専用デバイスは公共のオブジェや分電盤、果ては墓石や瓦礫の下などに隠されており「数字入力が可能でカード差込口が付いた何らかの回線を持ったデバイス」であればATMや公衆電話でも代用が可能。
いかにもヒーローらしいビットスーツ姿のままゴソゴソとデバイスを探し回ったり銀行や電話ボックスに駆け込む姿は中々にシュールである。
カードが無ければ使用不可とはいえ、誰でも見つけられそうな公園の椅子の下にデバイスがあったり、逆に誰も来なさそうな廃墟にまでデバイスと地下通路が用意されていたり、色々と突っ込みどころ満載だがインターネットや携帯電話が普及していなかった当時の基準では非常に高い汎用性を誇っていた。
サンダーアーム
主役であるジュピターの籠手形必殺武器。ジュピターの感情の高まりとともに異次元から出現し、装着される。劇中では装備する機会が少なかったが、防御用のシールドも装備している。

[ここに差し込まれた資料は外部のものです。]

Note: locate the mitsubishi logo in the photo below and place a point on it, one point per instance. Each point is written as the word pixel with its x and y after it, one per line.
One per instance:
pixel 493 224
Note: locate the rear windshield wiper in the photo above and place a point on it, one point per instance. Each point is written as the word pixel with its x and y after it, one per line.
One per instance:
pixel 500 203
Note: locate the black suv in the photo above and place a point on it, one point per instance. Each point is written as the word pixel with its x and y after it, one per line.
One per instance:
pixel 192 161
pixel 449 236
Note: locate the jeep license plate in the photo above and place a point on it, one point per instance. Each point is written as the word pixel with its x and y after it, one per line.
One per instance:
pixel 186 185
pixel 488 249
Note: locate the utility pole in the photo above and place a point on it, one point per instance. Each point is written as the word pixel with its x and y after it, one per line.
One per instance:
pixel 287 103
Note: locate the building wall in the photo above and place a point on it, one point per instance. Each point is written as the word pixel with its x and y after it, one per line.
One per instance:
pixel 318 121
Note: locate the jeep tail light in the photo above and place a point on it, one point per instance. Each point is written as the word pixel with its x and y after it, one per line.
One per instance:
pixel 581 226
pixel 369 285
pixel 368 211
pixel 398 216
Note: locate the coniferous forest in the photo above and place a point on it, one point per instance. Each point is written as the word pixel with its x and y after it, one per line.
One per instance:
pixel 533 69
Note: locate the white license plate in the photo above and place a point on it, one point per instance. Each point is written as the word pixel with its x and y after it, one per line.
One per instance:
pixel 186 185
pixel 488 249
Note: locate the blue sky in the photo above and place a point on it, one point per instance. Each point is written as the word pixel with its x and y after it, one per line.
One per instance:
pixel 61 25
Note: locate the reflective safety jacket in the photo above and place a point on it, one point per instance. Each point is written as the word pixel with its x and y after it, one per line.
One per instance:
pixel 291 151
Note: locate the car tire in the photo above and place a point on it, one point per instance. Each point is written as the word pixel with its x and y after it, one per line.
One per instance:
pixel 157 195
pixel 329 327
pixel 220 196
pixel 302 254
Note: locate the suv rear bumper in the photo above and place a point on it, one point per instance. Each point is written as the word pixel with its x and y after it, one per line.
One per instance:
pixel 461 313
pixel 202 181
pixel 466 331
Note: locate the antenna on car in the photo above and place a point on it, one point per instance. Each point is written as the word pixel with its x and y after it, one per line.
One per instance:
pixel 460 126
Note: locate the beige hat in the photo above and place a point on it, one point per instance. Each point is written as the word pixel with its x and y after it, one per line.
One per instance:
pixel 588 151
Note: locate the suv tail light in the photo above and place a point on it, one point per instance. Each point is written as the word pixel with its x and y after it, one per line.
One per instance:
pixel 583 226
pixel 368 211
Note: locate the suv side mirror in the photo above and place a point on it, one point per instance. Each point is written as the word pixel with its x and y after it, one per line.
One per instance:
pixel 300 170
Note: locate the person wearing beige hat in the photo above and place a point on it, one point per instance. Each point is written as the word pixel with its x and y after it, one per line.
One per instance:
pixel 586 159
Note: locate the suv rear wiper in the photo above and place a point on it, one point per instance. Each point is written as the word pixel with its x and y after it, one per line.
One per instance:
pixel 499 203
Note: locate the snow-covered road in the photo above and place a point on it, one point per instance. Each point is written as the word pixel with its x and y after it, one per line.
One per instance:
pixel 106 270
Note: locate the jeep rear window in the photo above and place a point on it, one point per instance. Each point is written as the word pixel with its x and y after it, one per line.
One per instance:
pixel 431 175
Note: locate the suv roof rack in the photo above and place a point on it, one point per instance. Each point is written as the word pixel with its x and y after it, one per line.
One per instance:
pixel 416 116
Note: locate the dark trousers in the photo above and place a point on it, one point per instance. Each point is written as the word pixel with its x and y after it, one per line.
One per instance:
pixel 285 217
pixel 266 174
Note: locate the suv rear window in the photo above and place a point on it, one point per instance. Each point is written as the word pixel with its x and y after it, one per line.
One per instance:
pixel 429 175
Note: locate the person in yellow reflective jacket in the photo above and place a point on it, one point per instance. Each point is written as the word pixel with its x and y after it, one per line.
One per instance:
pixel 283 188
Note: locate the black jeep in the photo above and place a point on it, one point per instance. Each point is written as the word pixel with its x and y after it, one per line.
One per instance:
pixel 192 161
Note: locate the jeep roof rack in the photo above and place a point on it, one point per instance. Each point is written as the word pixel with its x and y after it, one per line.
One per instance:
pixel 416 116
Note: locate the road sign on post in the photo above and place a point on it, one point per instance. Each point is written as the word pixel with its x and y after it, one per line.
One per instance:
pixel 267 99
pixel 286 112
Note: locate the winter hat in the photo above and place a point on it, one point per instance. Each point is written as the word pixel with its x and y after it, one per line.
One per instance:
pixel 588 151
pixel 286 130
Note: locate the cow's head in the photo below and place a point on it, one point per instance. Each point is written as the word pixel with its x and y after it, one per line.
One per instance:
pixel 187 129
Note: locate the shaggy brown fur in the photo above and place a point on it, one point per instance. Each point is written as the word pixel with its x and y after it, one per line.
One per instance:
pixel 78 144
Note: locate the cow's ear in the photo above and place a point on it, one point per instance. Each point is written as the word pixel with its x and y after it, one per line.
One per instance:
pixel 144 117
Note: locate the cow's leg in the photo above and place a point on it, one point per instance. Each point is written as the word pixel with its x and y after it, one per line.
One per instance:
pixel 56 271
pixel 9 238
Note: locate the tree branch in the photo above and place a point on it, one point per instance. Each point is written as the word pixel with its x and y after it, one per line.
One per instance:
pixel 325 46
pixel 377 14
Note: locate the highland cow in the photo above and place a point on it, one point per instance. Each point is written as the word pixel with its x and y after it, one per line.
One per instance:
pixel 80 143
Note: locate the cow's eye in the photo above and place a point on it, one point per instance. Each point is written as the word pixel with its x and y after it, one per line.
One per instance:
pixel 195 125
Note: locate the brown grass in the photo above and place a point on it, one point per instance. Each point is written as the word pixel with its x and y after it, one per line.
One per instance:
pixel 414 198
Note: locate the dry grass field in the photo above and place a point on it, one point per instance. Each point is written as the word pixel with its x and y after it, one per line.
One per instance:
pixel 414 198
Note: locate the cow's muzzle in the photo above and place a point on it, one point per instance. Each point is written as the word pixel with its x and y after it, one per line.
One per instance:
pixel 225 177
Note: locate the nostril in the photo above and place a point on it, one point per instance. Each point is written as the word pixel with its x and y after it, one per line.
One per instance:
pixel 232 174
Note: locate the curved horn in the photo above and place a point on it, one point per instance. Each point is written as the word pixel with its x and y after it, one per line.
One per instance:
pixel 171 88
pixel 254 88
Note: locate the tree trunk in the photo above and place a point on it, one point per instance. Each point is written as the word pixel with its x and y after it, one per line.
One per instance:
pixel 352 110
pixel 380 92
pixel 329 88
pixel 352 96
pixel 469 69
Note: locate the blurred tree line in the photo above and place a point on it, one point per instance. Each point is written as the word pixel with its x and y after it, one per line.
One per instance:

これの玩具版のギミック(パンチモーションに反応して音が出る。腕を回転させて(ローリングチャージャー)からパンチをすると更に派手な音(必殺技サンダーマグナム)が出る等)が評判となり『こち亀』でネタにされた(特殊モーションを入れすぎて破綻するオチだが)他、「ペガサス流星拳」「烈火拳」等も作られた(烈火拳はサンダーアームと同じタカラ製だが流星拳はバンダイ製。一方でサンダーアームの後期必殺技は「サイバニックウェーブ」と言う名のペガサス彗星拳だったりする(サンダーマグナムはサンダーアームに搭載されている銃))。
サンダーアームの売れ行きは上々で、本放送終了後に仕様変更され『サウンドアーム』として再発売するほどの人気ぶりであった。
キャラクター
ZAC
- 武田真也/ジュピター(汎用型。実は未来製)
インターポールからZACに途中加入した新米警察官という肩書で編入された人物。実は未来から来たレジスタンスだったが、それらの記憶を失っていた。
- 北条明/マーズ(パワー型)
チームのリーダーだが堅物で冷静沈着な人物。
- 毛利亮一/サターン(レーダー型)
お調子者のムードメーカー。
- 西園寺治/マーキュリー(スピード型)
最年少の部員で格闘家。殉職した兄を超えるために警察官の道に進んだ。
- 上杉智子/ビーナス
主にバックアップを担当。記憶を失っている武田の心の支えとなっていき、最終的には共に未来へと旅立つことに。
ビットスーツはコミカライズ版のみ。一応TV版の番宣に名前だけは出ていた。
- 織田キャップ
ZACの総司令官。天才ハッカーだった北条の悪を憎む心を正義へと導き
彼からは第二の父親のように信頼されている。
- 島津
織田の書記。作戦の補佐に入ることが多い。
- 朝倉
通信担当。性格はやや軽く、本部内でお菓子を食べたり
本部が壊滅しそうな時に自分だけ逃げだそうとする。
実は上杉より早く武田とデートをした。
- 矢沢
コンピューターオペレーター。基本的に出動はしないが
基地内部のPC内に潜んだ敵電波を遮断した活躍も。
デストラップ
- 総統フューラー
総統を名乗るスーパーコンピュータ。当初は自我を持ったコンピュータとされていたが、実際はバロンに意図的に作られた表向きの首領であった。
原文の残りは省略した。